In the hunt for “Big Data” that will underpin smarter cities, the next new discoveries may be found in an unexpected place – our sewers.
The emergence of smart cities and big data
Urban planning practitioners have recently gotten very excited over the possibilities that evolving communication, remote sensing and data management technologies offer in an urban context. Under the banner of ‘smart cities’, new pieces of whiz-bang kit ranging from home energy meters to drones are offering more data than you can analyse to better understand cities and their populations.
While the potential to measure and monitor the performance of our transport systems, energy systems and general lifestyle have gained a lot of attention – the majority of the focus has been on gathering data from buildings and visible infrastructure. It is now becoming evident that some real data gems could be mined from the murky cesspits of the city – the sewage system and the waste it carries.
The dirty truth
Recently, research into drug use in cities has taken an unconventional approach, snubbing surveys and anecdotal evidence to go straight to the hard evidence of drug traces in sewerage. Testing of Adelaide’s wastewater by the University of Adelaide has revealed a 25 per cent spike in methamphetamine use over the past year, and a tripling of consumption over the past five years. The monitoring also revealed seasonal and weekly trends in drug usage, with differing patterns of use on weekends, and a 90 per cent increase in MDMA in the December silly season. The same study showed that cocaine was most prevalent in the more affluent areas of Adelaide.
From a data point of view, the possibilities for capturing information about a population’s health and behaviour from human faeces are vast. As demonstrated by the example of drug use monitoring, a key advantage is that the results are available almost in real-time, and can be captured and compared for different cities or even suburbs, making this the kind of data that can be readily used to inform decisions both by the public and by city planners.
A Fitbit for our suburbs
The monitoring of drug usage is just the beginning in terms of the potential data offered by sewage monitoring.
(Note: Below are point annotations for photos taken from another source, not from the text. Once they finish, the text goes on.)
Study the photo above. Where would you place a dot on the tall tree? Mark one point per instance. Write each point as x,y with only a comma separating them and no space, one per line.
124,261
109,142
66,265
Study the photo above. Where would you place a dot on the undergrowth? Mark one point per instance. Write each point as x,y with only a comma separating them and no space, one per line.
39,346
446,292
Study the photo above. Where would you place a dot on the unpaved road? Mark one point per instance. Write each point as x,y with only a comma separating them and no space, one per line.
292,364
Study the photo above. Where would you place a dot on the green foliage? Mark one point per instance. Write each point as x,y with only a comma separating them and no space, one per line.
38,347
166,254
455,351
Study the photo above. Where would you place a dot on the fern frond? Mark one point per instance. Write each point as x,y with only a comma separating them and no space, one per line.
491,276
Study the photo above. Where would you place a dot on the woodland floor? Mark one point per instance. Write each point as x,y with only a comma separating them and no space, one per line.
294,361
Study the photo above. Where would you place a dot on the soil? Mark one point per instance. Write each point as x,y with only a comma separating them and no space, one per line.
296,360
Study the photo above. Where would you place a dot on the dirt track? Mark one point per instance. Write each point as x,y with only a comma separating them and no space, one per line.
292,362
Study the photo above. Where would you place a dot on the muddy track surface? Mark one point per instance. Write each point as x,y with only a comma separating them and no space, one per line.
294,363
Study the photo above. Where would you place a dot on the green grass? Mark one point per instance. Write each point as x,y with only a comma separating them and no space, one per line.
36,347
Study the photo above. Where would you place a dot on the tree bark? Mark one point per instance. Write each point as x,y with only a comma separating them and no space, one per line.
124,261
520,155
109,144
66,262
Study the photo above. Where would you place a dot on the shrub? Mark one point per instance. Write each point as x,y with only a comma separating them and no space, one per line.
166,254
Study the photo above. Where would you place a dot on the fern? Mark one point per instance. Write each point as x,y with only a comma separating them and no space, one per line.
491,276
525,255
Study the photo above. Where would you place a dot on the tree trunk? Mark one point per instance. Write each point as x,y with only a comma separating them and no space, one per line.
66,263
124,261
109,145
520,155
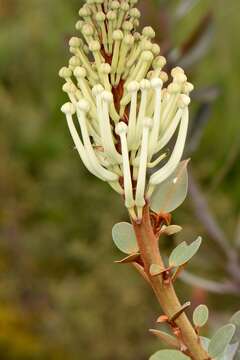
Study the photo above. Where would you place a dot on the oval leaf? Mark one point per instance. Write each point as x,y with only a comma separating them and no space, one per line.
169,355
124,238
171,193
200,315
235,320
230,353
183,253
221,340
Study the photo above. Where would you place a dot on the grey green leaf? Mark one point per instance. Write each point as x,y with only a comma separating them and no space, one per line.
221,340
171,193
169,355
183,253
200,315
124,238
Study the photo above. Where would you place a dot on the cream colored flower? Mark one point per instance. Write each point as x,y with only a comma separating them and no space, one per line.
126,116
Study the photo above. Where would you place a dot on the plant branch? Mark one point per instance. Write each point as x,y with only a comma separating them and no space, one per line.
164,290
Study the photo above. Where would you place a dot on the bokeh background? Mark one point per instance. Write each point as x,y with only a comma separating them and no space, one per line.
61,295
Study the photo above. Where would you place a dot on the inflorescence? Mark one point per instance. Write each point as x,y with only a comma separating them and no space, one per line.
126,116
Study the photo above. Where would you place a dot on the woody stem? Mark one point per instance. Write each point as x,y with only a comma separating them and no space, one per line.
164,291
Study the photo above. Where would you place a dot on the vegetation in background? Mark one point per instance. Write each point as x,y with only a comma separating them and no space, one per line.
51,208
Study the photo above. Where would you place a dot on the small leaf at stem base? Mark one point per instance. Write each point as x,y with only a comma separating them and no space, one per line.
183,253
200,316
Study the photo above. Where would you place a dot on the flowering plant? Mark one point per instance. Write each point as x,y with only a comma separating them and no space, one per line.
128,111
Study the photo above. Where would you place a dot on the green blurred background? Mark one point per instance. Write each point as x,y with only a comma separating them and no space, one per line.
61,295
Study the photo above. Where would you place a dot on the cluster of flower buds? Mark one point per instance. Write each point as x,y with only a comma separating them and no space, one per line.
126,116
Analysis techniques could also become valuable for monitoring a population’s general health and rates of disease. Researchers at University of Queensland are looking for compounds in wastewater that could indicate the prevalence of various diseases, as well as how good we are being at eating fruit and vegetables. Soon, we could have a suburb-specific picture in real time of the health of the population.
How can we use dirty data help create smart cities?
You could say datasets are only as good as their user. Largely an ‘untapped’ data source to date, collection and use of data will require collaboration between water utilities (who could most effectively gather the data), health authorities and city planners. Used well, the data could be used to inform the structure and operation of our cities – informing health infrastructure planning and support programs as well as targeting areas of low health for liveability initiatives such increased urban greening to encourage active lifestyles and targeted improvements to access to healthier food.